SAN FRANCISCO — Exploration Labs, a Southern California startup focused on space resources, is planning a 2028 mission to rendezvous with the asteroid Apophis before it reaches Earth.
During the mission, ExLabs aims to place three cubesats in Apophos’ orbit. The flight also aims to validate systems and software for future campaigns to capture and move near-Earth asteroids into stable orbits for resource acquisition.
“We’re creating a unique partnership to enable a new style of lower-cost missions in collaboration with government and commercial partners,” ExLabs CEO Matthew Schmidgall told SpaceNews.
ExLabs is developing large modular spacecraft to host partner payloads, plus robotics to capture and transport space objects to new locations. Space Exploration and Resource Vehicle, or SERV, is ExLabs’ spacecraft to host payloads with a mass as high as 30 metric tons in its fully stacked configuration. ExLabs’ Arachne Platform is designed to capture and transport noncooperative objects.
Near-Term Focus
Leaders of Long Beach-based ExLabs are well aware of the challenges faced by previous space resource startups. As a result, they are focused on applying the company’s core technologies to existing and near-term space infrastructure challenges.
In 2023, ExLabs announced a $1.7 million SpaceWERX Small Business Innovation Research contract for technology related to autonomous capture and acquisition of space objects.
Earlier this year, ExLabs moved into a 9,000-square-meter facility in Long Beach. The facility is set up for additive manufacturing of spacecraft that are “much larger than standard platforms because asteroid acquisition requires a lot of mass, power and payload capacity,” Schmidgall said.
ExLabs was founded in 2023 by Schmidgall, former Rocket Motorsports managing partner, and Miguel Pascual, a former Boeing senior systems engineer.
In recent months, ExLabs has expanded its staff. Tom Cooley, former Air Force Research Laboratory Space Systems chief scientist, is ExLabs’ senior vice president for technology strategy. ExLabs’ vice president for spacecraft engineering is Dalibor Djuran, former E-Space chief engineer.
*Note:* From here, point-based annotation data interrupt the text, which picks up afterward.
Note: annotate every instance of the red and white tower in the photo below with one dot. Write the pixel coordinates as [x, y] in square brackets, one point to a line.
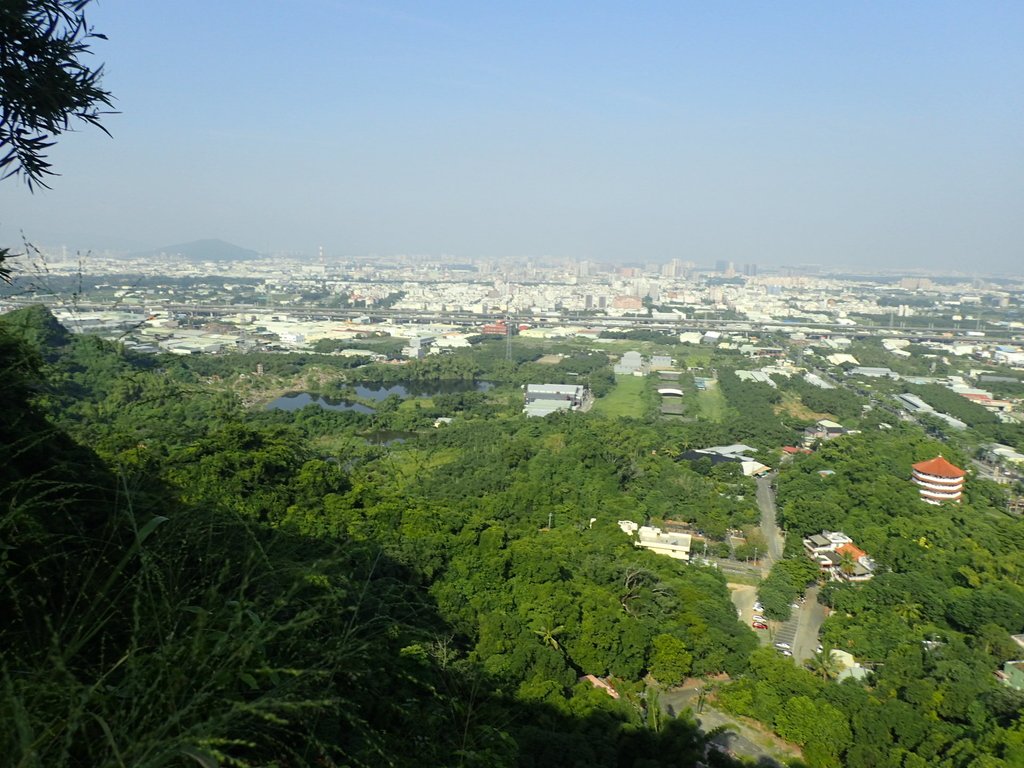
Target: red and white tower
[938, 480]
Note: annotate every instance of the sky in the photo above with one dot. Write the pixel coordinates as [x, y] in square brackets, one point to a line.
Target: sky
[861, 135]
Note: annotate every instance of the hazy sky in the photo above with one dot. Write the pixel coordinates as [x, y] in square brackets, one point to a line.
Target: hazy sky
[842, 133]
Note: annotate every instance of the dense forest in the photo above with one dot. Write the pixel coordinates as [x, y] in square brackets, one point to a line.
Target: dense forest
[185, 579]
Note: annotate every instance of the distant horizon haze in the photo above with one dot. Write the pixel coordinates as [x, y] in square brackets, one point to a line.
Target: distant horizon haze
[864, 137]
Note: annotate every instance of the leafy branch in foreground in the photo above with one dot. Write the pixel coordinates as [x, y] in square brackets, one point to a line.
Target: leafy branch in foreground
[44, 85]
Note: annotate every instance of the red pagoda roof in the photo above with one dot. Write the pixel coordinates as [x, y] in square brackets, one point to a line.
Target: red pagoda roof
[939, 467]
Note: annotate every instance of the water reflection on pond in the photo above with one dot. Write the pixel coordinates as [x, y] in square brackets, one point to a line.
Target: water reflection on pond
[301, 399]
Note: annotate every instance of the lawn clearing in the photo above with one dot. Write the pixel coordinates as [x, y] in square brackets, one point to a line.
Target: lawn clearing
[625, 399]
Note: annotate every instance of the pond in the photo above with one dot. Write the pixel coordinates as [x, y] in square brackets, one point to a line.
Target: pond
[301, 399]
[387, 436]
[375, 391]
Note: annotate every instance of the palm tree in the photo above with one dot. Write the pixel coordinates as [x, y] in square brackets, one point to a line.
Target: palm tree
[823, 664]
[908, 611]
[549, 634]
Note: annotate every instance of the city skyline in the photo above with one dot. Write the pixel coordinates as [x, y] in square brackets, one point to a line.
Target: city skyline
[856, 137]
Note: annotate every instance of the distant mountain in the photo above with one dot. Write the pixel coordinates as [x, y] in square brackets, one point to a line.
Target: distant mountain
[203, 250]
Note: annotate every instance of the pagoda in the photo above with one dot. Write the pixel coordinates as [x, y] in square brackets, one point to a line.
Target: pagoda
[938, 480]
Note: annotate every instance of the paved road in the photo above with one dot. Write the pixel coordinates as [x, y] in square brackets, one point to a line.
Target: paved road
[739, 738]
[766, 503]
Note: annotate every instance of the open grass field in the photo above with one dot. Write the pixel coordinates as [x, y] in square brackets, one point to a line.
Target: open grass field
[793, 406]
[625, 399]
[712, 403]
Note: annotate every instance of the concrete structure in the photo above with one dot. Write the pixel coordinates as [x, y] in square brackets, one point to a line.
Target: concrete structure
[839, 557]
[938, 480]
[1013, 674]
[676, 546]
[542, 399]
Keiko Nakamura, ExLabs science advisor, spent nearly 20 years at NASA and served as co-investigator on asteroid missions including Hayabusa2 and OSIRIS-Rex.
Apophis Flyby
NASA has also expressed interest in low cost missions to Apophis, an asteroid, that will pass between Earth and satellites in geostationary orbit in April 2029. In February, NASA invited small companies and other nontraditional partners to an Apophis workshop.
In addition, NASA’s OSIRIS-APEX spacecraft is slated to rendezvous with Apophis after its April 2029 flyby.